Today, I want to give a shout out to one of our partners who has a great offering for Azure Data Lake Store customers.
When ingesting large scale data into a data lake, data often requires data transformations such as cleaning and filtering. StreamSets Data CollectorTM offers an open source software for building and deploying modern data-in-motion flows. You can connect a variety of sources to Azure Data Lake Store with minimal custom coding, even in the face of the inevitable change in data schemas.

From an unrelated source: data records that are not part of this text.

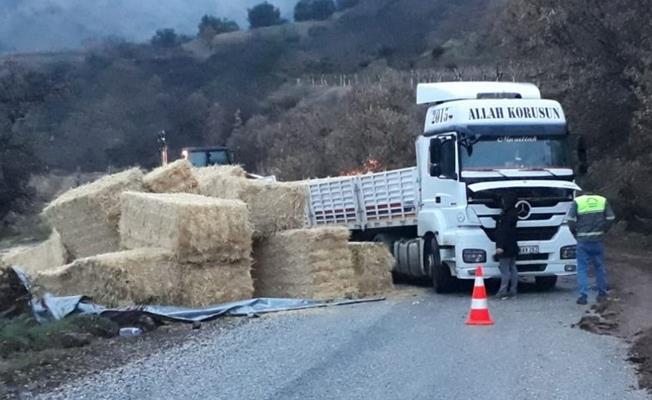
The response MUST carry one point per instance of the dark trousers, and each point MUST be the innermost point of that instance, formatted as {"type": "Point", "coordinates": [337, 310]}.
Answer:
{"type": "Point", "coordinates": [591, 253]}
{"type": "Point", "coordinates": [508, 275]}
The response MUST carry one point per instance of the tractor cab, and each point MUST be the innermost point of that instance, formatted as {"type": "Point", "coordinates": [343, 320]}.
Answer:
{"type": "Point", "coordinates": [208, 156]}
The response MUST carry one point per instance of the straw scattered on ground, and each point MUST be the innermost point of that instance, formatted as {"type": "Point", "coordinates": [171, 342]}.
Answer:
{"type": "Point", "coordinates": [372, 263]}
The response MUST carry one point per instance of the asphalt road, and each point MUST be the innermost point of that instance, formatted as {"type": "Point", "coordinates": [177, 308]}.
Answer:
{"type": "Point", "coordinates": [413, 346]}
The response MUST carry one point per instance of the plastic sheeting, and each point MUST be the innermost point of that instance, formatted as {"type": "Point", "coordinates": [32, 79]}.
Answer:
{"type": "Point", "coordinates": [52, 307]}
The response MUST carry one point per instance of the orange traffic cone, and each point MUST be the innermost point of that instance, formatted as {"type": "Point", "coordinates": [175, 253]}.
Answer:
{"type": "Point", "coordinates": [479, 314]}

To find out more about how StreamSets Data Collector can help you ingest data into Azure Data Lake Store, watch this webinar on Next Gen Analytics at a Major Bank Using Azure Data Lake and StreamSets. And check out this new StreamSets tutorial that gives a great step-by-step guide and accompanying video for quickly building pipelines for ingesting, filtering, and transforming data as it is ingested into Azure Data Lake Store.
Azure Data Lake Store is fully integrated with Azure HDInsight. You can also deploy StreamSets Data Collector on top of Azure HDInsight, in order to enable real-time monitoring and data flow operations of your HDInsight cluster based analytics.
Azure Data Lake Store (ADLS) is the engine that powers storage for cloud big data analytics in Azure and offers a secure cloud-scale hierarchical file system compatible with Apache Hadoop Distributed File System (HDFS). We’ll keep you in the loop here as more innovative solutions like StreamSets enable customers to easily build big data platforms with Azure Data Lake.